How to do warrior I: Begin standing upright with your feet parallel and shoulder-width apart. Cross your left arm over your right forearm by raising your left arm. To turn your palm inward, point your fingers toward your body. Place your fingertips on your right thigh. Place your weight onto your left leg and bend your right knee slightly. Your left leg should remain flat on its ground. Do not move your left foot. You can take five deep inhalations.
Repeat this process with your other hand and then switch positions.
- Half Moon Pose (Ardha Chandrasana)
The half-moon pose improves digestion and strengthens the muscles around your waistline. It also relieves anxiety and stress.
How to get a half-moon pose: Begin by sitting on the floor. Bend your knees and bring them towards your chest. Place your knees on top of one another. Slowly raise your torso to bring your back parallel to the ground. Make sure that your head remains aligned with your neck. Relax your jaw and open your mouth. Take slow, deep breaths. Try placing your hand on the ground beside your body if you have trouble maintaining balance.

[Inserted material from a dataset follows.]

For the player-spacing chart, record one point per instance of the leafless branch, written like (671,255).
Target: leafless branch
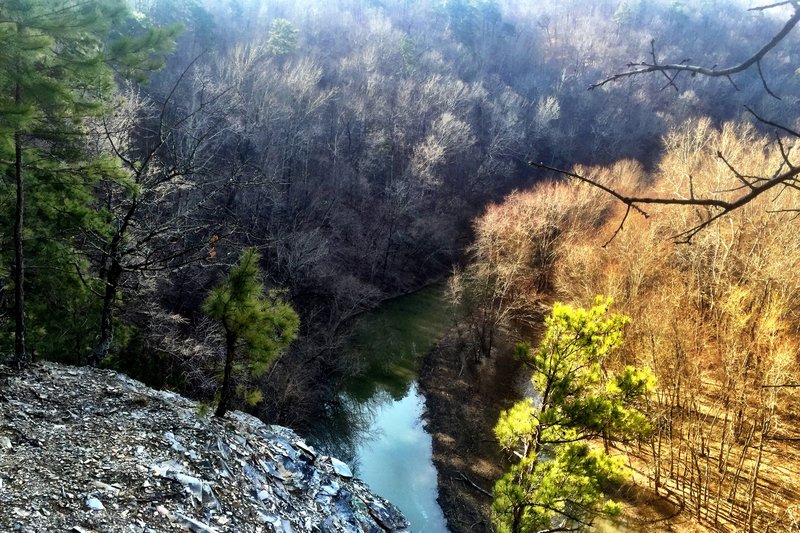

- Cat/Cow Pose (Marjariasana)
Cat cow pose strengthens the core muscles and improves flexibility in the hip joints. It stimulates your abdominal organs as well as massages your internal organs.
How to do cat/cow poses: Sit comfortably while crossing your legs. Both palms should be in front of you. Breathe deeply through your nose. Slowly exhale through the nose. This will stimulate the abdominal muscles. Keep your chin forward while you inhale. Exhale and let your head fall backward. You may use a wall behind you for support if needed. Your movement should be steady and smooth. Keep this position for about 2-5 minutes.